Скажут: одно дело – поговорить о музыке, другое – учиться тщательно писать. Верно. Все верно. Но нельзя ли и для урока русского языка придумать что-то такое, чтобы сорок ребят могли проявить себя?
ДМИТРИЯ БОРИСОВИЧА осаждают. Просится на урок историк: без искусства историю преподавать невозможно. Просится психолог – изучать детское восприятие музыки. Телевизионщики хотят снимать и из кино хотят...

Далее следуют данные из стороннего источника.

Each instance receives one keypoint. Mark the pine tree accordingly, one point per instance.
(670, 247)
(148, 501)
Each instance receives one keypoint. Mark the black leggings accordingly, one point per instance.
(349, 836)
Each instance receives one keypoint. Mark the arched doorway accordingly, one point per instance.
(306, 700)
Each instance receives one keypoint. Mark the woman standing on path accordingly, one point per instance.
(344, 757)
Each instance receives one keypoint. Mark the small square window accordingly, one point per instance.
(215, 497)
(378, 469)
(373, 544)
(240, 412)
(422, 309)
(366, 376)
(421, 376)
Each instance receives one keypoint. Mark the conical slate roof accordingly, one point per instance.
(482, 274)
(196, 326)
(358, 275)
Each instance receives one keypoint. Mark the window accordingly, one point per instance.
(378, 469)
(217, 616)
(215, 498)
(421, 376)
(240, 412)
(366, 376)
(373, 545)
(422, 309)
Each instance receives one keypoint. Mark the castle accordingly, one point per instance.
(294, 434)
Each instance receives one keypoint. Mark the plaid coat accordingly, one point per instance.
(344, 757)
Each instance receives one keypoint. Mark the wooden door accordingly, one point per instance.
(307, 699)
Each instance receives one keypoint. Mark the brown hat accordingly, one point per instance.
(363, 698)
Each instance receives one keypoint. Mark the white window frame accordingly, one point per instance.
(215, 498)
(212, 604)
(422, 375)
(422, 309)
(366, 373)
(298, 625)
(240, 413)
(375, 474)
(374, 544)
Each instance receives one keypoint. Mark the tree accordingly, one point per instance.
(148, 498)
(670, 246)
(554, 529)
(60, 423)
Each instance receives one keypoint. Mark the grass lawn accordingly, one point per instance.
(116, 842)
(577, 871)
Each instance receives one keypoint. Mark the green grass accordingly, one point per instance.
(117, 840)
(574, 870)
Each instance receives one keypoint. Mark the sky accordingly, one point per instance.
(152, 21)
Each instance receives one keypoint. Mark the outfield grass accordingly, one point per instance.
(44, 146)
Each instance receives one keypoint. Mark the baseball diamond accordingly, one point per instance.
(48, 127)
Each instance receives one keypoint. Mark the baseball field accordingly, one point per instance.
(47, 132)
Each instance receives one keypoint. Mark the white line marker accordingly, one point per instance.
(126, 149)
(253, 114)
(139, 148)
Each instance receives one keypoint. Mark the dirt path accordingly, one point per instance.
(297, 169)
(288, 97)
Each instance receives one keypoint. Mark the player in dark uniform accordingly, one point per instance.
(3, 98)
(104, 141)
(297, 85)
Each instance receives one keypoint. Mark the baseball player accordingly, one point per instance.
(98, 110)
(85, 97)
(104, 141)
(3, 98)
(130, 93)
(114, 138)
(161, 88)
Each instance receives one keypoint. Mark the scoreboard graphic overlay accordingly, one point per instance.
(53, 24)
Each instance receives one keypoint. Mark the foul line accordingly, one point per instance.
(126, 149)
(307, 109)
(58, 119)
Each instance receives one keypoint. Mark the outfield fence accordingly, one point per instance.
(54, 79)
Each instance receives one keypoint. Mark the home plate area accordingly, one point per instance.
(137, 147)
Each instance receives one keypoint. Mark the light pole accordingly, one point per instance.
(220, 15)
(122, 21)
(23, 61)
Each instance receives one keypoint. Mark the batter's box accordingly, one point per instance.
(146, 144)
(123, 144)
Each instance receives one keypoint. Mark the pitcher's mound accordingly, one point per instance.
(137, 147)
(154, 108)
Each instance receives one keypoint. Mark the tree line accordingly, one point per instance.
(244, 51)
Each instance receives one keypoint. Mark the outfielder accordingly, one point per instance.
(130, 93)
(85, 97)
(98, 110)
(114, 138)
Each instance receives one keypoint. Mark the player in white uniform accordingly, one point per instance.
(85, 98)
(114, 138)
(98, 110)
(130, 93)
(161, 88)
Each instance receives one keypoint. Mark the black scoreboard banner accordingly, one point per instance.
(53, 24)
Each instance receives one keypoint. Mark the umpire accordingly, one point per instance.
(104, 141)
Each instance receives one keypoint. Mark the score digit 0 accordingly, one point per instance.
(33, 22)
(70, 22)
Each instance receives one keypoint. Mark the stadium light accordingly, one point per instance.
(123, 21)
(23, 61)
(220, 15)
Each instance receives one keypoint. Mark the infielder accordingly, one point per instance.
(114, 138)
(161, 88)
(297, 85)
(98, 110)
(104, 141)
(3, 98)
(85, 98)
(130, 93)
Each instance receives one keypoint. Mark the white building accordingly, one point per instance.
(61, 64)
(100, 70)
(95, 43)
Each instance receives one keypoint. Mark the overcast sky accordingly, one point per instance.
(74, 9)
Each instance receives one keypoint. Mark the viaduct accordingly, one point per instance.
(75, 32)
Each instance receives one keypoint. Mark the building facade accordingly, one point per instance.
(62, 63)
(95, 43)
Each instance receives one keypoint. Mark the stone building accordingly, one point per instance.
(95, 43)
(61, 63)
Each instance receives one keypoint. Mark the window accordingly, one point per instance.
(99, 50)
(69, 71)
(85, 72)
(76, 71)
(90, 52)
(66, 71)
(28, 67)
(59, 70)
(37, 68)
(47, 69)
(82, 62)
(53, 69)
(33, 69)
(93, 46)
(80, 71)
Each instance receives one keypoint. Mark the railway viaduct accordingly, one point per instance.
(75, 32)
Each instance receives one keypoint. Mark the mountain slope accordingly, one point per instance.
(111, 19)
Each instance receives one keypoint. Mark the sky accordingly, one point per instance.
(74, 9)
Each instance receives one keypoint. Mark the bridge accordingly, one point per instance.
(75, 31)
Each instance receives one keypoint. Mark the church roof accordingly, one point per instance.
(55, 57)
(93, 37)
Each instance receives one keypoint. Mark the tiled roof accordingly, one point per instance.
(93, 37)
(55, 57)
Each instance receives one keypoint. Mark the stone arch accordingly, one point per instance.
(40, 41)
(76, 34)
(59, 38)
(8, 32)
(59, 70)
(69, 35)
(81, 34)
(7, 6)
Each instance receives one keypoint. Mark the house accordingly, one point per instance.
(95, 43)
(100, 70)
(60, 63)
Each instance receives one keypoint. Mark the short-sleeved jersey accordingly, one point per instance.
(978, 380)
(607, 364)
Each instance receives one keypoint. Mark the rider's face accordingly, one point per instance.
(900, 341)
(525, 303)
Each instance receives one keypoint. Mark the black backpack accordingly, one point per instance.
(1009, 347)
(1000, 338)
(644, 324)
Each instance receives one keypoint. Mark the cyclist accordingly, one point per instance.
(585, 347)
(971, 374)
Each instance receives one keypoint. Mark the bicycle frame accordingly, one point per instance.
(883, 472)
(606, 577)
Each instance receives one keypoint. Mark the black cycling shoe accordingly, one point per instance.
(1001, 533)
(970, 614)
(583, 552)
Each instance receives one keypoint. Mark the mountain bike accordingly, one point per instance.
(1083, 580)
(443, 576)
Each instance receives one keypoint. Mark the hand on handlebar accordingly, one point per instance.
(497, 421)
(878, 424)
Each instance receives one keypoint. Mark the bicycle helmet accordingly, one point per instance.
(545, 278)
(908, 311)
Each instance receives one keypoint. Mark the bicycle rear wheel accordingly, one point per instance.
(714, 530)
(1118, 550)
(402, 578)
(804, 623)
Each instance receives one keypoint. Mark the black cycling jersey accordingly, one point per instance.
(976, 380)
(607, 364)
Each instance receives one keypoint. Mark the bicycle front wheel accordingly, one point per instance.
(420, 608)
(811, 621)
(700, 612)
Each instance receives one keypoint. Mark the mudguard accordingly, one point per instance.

А что снимать? Не спектакль, не какое-то выдающееся событие – просто урок. Не сенсация привлекает всех: «Кабалевский в школе!» – а именно то, как Кабалевский работает в школе. В этом – предвестие будущего. Урок есть искусство, его и надо возводить на уровень искусства. Бывают уроки более интересные, чем любой спектакль в любом театре, – напряженные, красивые, драматургически выстроенные. В педагогике не принято говорить о драматургии урока, а жаль: в хорошем уроке есть завязка, кульминация, развязка, движение сюжетных линий, текст и подтекст. Давно идут споры, что же такое педагогика: наука или искусство? В последнее время стали говорить: наука и искусство. Нет, педагогика – наука, строгая наука об искусстве воспитания и обучения. И можно представить себе, что когда-нибудь педагогическое искусство, искусство урока в частности, будет цениться так же высоко и тонко, как, скажем, поэзия. Школьный урок будут показывать вечером по первой программе, а потом обсуждать и разбирать в газетах, как разбирают премьеры театров и телестудий. Прекрасный учитель будет известен не меньше, чем хороший артист. Учителей слишком много? Но ведь и поэтов, например, не меньше. Некоторых из них печатают, из печатающихся некоторые известны; из тех, кто известен, некоторые поэты. Они влияют на развитие поэзии. Так и в учительском мире.
...Я спросил у первоклассников, как нравятся им уроки музыки.
– Нравятся!
– Здорово!
– Интересно!
– Нормально, – сказал современный мальчик.